Понравился мне и сослуживец тети Нади, инженер Николай Иванович Рябов, небольшого роста, с простецким кругловатым лицом, подвижный и шустрый, как воробушек. Светлые волосы его были взлохмачены, словно он никак не мог с ними - совладать. К тете Наде Николай Иванович весь вечер относился чрезвычайно внимательно и предупредительно. За столом они сидели рядом, и Николай Иванович чутко угадывал каждое ее желание. Мне даже показалось, что они больше, чем просто сотоварищи по работе.
Поразил меня, не вызывая особых симпатий, Константин Григорьевич Базовский. Худой, с желтым нездоровым цветом лица, с почти голым круглым черепом. Брови резко чернели над глубоко запавшими глазами. Блестели вставные зубы. Ходил он, опираясь на палку, слегка волоча правую ногу.
Базовский пришел со свертками в руках последним, когда мы сидели уже под легким хмельком. Поднес женщинам коробку шоколадных конфет. Завидев Дениску, поманил его к себе сухим пальцем.
Дениска охотно побежал к нему.
— Получай,— сказал Константин Григорьевич и протянул ему порядочный сверток.
Дениска принялся развертывать бумагу. В свертке оказался резиновый надувной лебедь для плавания. Глаза у Дениски заблестели.
— Вот, царевич,— сказал Константин Григорьевич,— как придет тепло — поплывешь по синему морю в дальние страны.
— Зачем тратился? — укорил его отец. Базовский отмахнулся.

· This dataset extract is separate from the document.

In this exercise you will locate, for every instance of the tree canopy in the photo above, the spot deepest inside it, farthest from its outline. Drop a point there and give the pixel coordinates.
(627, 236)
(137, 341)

Отец для этого вечера выставил свою водочную коллекцию. Есть у него такая давняя слабость: готовить водочные настойки. В серванте выделено особое отделение, запретное для всех членов семьи, в нем всегда стоит целая батарея бутылок с водками разных цветов, настоянных на всяких листочках, корешках и корочках: рябиновая, калгановая, смородиновая, лимонная, анисовая, апельсиновая, еще какие-то таинственные. Отец весьма гордится, что в этом деле у него есть свои открытия и секреты. Сейчас, украшая стол, среди закусок сверкали графины с настойками всевозможных расцветок и ароматов. Конечно, такую водку полагалось пить только из хрустальных рюмок. Иной посуды отец не признавал, отвергал даже серебряные чарки.